Given an array arr[] of integers and a number X, the task is to find the smallest subarray with a sum greater than the given value.

Approach:

We can solve this problem using Sliding Window Technique and maintaining two pointers: start and end to mark the starting and ending of the window. We can keep incrementing the end pointer till the sum of the window is less than or equal to X. When, the sum of window becomes greater than X, we record the length of the window and start moving the start pointer till the sum of window becomes smaller than or equal to X. Now, when the sum becomes smaller than or equal to X, again start incrementing the end pointer. Keep on moving the start and end pointer till we have reached the end of the array.

Question 3:​

  1. Find subarray with given sum in an array of non-negative integers:

Given an array arr[] of non-negative integers and an integer sum, find a subarray that adds to a given sum.

Approch:

The idea is simple as we know that all the elements in subarray are positive so, If a subarray has sum greater than the given sum then there is no possibility that adding elements to the current subarray will be equal to the given sum. So the Idea is to use a similar approach to a sliding window.

1. Start with an empty subarray.
2. add elements to the subarray until the sum is less than x( given sum ).
3. If the sum is greater than x, remove elements from the start of the current subarray.

Question 4:​

  1. Smallest window that contains all characters of string itself:
Basically a window of characters is maintained by using two pointers namely start and end. These start and end pointers can be used to shrink and increase the size of window respectively.
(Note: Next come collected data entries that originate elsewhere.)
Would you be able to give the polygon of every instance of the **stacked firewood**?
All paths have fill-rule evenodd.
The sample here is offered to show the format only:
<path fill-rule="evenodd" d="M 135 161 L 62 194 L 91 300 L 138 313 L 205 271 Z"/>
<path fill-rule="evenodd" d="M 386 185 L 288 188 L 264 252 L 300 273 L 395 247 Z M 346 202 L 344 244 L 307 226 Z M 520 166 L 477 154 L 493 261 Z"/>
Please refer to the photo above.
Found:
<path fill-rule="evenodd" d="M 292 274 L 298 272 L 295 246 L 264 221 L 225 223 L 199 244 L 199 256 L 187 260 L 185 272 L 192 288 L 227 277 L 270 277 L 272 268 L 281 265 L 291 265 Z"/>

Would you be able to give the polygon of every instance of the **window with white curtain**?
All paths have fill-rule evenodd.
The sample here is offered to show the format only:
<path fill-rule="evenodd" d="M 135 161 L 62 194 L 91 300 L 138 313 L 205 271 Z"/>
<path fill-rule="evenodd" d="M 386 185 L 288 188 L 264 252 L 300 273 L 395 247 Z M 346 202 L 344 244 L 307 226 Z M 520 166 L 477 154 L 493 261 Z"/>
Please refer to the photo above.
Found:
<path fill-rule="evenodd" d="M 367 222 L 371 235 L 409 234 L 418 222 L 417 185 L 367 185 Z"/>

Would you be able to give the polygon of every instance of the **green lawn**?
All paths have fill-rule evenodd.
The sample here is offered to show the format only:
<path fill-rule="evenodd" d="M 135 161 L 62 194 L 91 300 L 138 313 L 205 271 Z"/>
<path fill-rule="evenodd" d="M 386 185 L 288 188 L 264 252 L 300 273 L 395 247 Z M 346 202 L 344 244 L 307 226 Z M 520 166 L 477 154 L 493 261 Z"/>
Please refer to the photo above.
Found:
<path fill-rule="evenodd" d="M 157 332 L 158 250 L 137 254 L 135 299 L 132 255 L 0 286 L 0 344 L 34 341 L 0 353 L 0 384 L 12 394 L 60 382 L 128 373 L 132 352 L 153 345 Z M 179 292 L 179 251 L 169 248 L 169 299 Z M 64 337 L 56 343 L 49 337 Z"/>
Whenever the window contains all characters of given string, the window is shrinked from left side to remove extra characters and then its length is compared with the smallest window found so far.
If in the present window, no more characters can be deleted then we start increasing the size of the window using the end until all the distinct characters present in the string are also there in the window. Finally, find the minimum size of each window.